Mexico is such a modern, developed place that in many respects reminded me of America – but high unemployment rates have cities grappling with spikes in poverty and crime.
As a result, there are many children who have been abused, neglected, or flat-out abandoned by family members in distress. In several cases, the parents are unable to care for their children because they are incarcerated.
Children without families to help keep them safe, healthy, and to make sure they’re going to school often find themselves involved with drugs and crime. It’s because of this that Luis and I so loved to see the Sisters step in and fill the void.

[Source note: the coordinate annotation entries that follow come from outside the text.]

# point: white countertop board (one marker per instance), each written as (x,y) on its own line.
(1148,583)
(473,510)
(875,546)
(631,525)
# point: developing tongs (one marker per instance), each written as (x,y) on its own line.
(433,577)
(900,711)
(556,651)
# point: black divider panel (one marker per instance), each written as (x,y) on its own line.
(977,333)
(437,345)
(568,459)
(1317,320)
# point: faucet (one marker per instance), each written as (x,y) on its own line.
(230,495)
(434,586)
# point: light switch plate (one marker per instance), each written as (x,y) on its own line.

At homes like Hogar Santa Maria, Hogar Santa Ines, Mexiquito, and La Luz, it was the Sisters who were there for the children, providing not only support and guidance but real and moving affection, too. These parental figures provide the structure and consistency that help kids bloom into a generation that can positively impact its country. They foster a loving, nurturing environment where the children have adults to depend on and other children to play with.
Together, they’ve made a family.
After ten days of traveling through Mexico, I’m looking forward to returning home to see my own family. I can’t help but think about how fortunate I am to have them. I will not soon forget the stunning beauty of the Sierra Madre Mountains in Monterrey or the fragrant lime trees that filled Mexiquito – but it is the power of human kindness that is truly a marvel.